Residence Life Crests
Beginning in the summer of 2017, the Office of Residence Life began a process of creating crests that embodied unique architectural elements from each residence hall. The residence hall crest is intended to encourage students to take pride in their residential community, and to feel a sense of unity and connection with the other students who share that crest.
The final phase of this process was creating a crest for the Office of Residence Life which embodied our office mission and the spirit of our Gryphon Society. Our department crest includes three main elements: the Star of Bethlehem, a Gryphon, and a keyhole.
The Star of Bethlehem represents community. The illuminated star sits atop our campus and shines over South Bethlehem every night. It is representative not just of the community we strive to build in our residence halls and across campus, but also the strong community that exists in South Bethlehem as well. Our students represent and are stewards not just of their residential community and the Lehigh community, but also of the South Bethlehem community as well. The Star of Bethlehem is a constant reminder, and a source of pride, for our community. The Gryphon is our iconic mascot and guardian of the Gryphon Society. The Gryphon is the keeper of the gold at Lehigh and represents our dedicated student leaders. The keyhole at the center of the crest symbolizes our department's mission to create an inclusive and respectful residential environment in which all residents are welcomed, engaged, challenged, and encouraged to realize their full academic and personal potential.
The crest symbol for Brodhead was created to mirror the L shape layout of this apartment style building as seen from an aerial and frontal view of the building.
The unique feature that differentiates the Lower Cents area from other residential areas on campus is the pavilion. The symbol in the Lower Cents crest represents this feature.
The Upper Cents iconic symbol comes from the view of walking down the notable long patio that wraps around the Upper Cents buildings as seen below.

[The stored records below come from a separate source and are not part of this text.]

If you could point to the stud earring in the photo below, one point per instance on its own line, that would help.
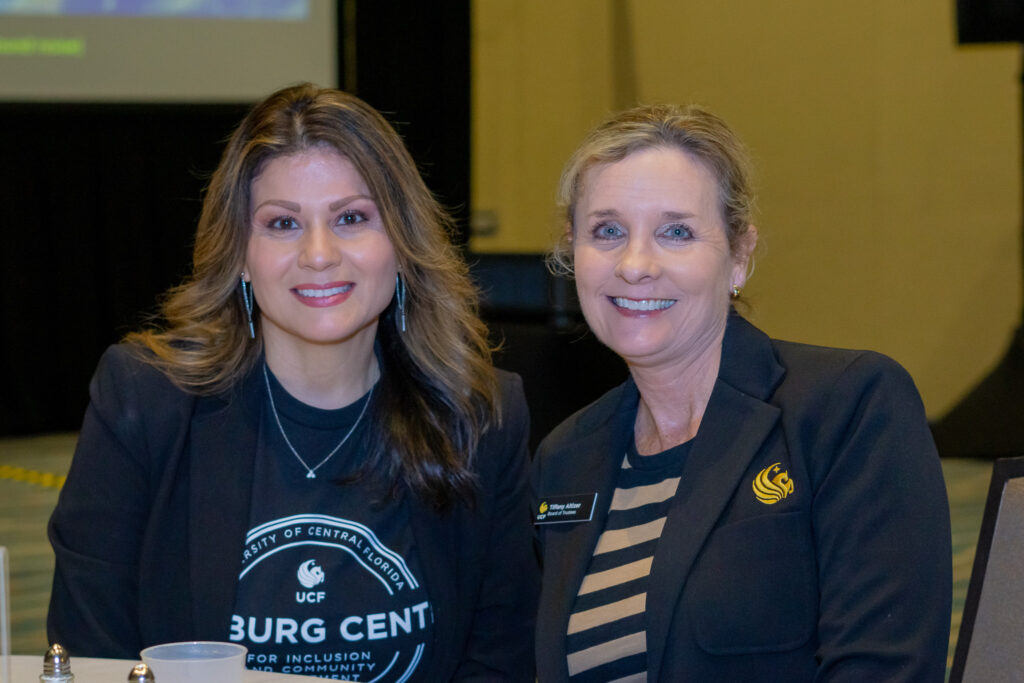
(247, 299)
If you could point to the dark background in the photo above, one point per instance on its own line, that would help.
(103, 200)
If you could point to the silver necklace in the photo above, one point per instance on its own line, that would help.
(311, 472)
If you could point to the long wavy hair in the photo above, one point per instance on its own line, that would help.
(437, 391)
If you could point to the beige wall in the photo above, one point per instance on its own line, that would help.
(888, 157)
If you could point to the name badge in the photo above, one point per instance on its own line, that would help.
(559, 509)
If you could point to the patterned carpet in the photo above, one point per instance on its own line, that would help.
(32, 470)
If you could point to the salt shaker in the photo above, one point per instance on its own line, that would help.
(56, 666)
(141, 674)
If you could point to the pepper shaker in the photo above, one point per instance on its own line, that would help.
(141, 674)
(56, 666)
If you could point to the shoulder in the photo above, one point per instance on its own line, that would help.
(811, 370)
(592, 417)
(128, 386)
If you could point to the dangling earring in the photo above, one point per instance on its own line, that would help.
(247, 299)
(399, 297)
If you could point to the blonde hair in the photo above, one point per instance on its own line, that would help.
(438, 390)
(693, 130)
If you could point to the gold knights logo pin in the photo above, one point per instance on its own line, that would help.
(772, 484)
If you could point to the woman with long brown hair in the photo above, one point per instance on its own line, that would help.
(313, 457)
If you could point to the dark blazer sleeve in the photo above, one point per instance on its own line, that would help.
(881, 524)
(97, 526)
(500, 645)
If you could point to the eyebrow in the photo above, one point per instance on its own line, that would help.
(347, 200)
(334, 206)
(668, 215)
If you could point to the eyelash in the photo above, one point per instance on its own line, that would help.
(342, 219)
(600, 231)
(276, 223)
(686, 232)
(279, 222)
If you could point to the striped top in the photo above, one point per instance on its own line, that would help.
(607, 639)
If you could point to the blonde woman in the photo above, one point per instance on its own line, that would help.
(747, 509)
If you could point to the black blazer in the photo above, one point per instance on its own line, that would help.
(848, 578)
(150, 526)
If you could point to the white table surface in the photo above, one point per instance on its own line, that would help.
(26, 669)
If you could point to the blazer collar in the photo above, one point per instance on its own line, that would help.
(721, 453)
(225, 435)
(598, 445)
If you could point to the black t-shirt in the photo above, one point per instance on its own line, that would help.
(331, 584)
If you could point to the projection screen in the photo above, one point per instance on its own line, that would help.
(163, 50)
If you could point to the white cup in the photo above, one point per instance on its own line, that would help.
(203, 662)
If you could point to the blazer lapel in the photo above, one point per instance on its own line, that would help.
(736, 422)
(223, 443)
(720, 456)
(595, 460)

Dravo’s crest perfectly embodies how we see the building everyday: standing tall on Lehigh’s main campus with its classic stone architecture. The symbol in this crest represents the entire buildings outer shape that we can always see towering above the trees.

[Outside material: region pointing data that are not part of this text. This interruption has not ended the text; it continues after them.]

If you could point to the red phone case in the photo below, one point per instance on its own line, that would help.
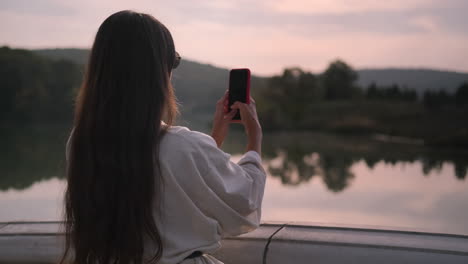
(247, 100)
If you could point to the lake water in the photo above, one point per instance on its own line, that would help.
(312, 177)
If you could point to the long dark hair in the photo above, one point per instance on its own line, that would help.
(113, 174)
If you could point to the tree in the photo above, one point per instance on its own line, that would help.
(461, 95)
(338, 81)
(285, 99)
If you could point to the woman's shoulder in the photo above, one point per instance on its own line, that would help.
(180, 137)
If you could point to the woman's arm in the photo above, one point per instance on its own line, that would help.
(249, 119)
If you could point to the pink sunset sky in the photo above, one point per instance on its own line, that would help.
(265, 35)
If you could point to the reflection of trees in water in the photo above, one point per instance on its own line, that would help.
(30, 154)
(336, 173)
(295, 166)
(296, 161)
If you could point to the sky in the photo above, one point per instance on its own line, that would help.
(265, 35)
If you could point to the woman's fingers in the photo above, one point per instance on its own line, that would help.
(229, 116)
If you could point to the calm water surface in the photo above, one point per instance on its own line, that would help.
(312, 177)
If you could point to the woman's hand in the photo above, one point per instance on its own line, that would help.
(249, 119)
(221, 120)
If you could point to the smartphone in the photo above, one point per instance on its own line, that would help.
(239, 88)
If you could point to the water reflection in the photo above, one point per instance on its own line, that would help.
(31, 154)
(296, 158)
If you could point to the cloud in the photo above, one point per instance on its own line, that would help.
(266, 35)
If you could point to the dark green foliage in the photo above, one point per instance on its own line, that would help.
(391, 93)
(36, 89)
(461, 95)
(338, 81)
(433, 99)
(285, 98)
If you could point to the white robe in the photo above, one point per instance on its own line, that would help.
(205, 196)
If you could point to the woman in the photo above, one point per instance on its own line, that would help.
(140, 189)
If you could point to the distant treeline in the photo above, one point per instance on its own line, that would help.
(36, 89)
(39, 87)
(332, 101)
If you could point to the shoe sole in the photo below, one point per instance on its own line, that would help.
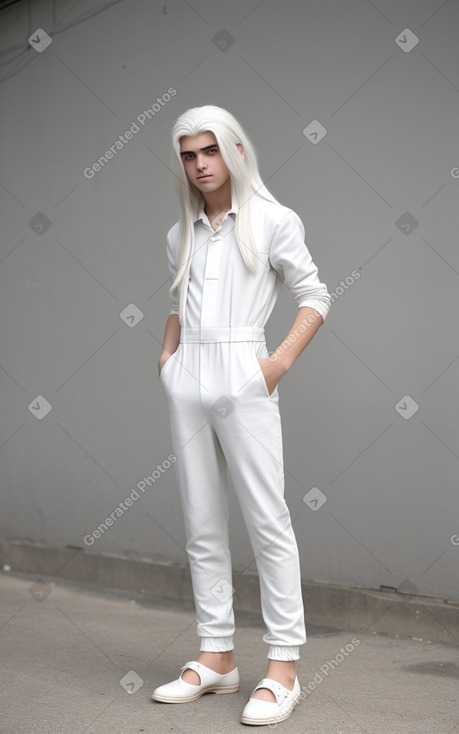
(170, 699)
(270, 720)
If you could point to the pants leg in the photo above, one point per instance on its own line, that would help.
(202, 479)
(222, 417)
(251, 439)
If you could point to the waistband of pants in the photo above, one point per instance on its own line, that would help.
(223, 334)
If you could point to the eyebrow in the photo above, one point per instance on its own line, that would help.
(188, 152)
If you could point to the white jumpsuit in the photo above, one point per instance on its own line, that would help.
(223, 419)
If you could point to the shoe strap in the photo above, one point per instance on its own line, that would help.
(193, 665)
(280, 692)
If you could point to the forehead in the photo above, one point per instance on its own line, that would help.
(195, 142)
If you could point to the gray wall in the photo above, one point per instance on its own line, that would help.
(378, 195)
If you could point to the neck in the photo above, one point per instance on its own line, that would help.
(218, 201)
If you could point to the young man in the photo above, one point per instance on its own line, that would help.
(232, 250)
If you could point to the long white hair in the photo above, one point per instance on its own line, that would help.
(245, 183)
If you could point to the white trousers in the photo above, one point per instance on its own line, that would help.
(223, 420)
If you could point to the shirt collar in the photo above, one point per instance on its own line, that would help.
(202, 215)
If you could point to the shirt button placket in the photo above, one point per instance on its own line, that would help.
(209, 304)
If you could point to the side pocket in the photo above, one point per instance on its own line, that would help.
(261, 376)
(166, 363)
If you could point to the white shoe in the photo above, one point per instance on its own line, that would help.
(258, 712)
(179, 691)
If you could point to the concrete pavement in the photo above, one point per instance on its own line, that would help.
(66, 645)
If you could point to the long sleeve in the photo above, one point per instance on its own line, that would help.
(291, 258)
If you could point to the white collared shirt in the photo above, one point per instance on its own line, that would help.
(222, 291)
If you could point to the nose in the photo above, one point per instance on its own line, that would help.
(200, 162)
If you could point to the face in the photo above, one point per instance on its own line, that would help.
(203, 162)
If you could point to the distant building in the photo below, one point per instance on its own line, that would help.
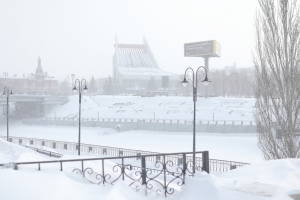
(135, 71)
(37, 83)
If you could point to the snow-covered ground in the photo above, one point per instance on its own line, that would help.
(272, 180)
(215, 108)
(235, 147)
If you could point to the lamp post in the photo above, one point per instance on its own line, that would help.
(195, 84)
(7, 92)
(5, 74)
(79, 88)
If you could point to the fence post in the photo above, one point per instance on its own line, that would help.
(205, 161)
(184, 166)
(143, 170)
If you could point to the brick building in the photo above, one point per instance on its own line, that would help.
(36, 83)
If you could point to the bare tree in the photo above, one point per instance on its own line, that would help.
(277, 75)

The symbol in Drinker’s crest can also be found from the various designs on the outside of its structure. This design is located above the front entrance door to Drinker and embodies the historic building that it is known to be.
The Farrington Square buildings embody a modern style with highlights of glass windows throughout the hallways of each floor. The crest symbol for Farrington Square was inspired by one of these glass window features.
While walking up to the M&M main entrance, the first thing you notice is the wrought iron railing with its elegant design at the center. The symbol for the M&M crest embodies this unique feature of the building.
The inspiration for Richards’ crest is found in the detail of the building’s architecture. Specifically, the side entrance door which faces the Richards parking lot is where the symbol in Richards’ crest is found.
The Sayre Park crest symbol resembles a trinity icon. The trinity-like symbol represents the community bond between the three identical buildings that comprise Sayre Park.
Taylor House is the oldest residence hall on campus with a year of establishment in 1907. The classic appearance that Lehigh consistently shows throughout campus is exemplified in the crest symbol of Taylor influenced by the sconces above each entrance.
Trembley is known as a group of apartment-style housing options, some which have lofts. The crest symbol for Trembley comes from this unique outer shape of the apartment buildings that you can see on the horizon.
UMOJA is Swahili for unity, and the UMOJA House allows students to explore diversity and multiculturalism. Its symbol was created by the members of its house to portray these qualities.
The Warren Square buildings are comprised of six houses surrounding the Warren Square road. The crest symbol represents the six individual houses and their proximity to each other.
Singleton is part of a three building residence hall complex for second year and upper class students.
Hitch is part of a three building residence hall complex (SHM) for second year and upper class students.
Maida is part of a three building residence hall complex (SHM) for second year and upper class students.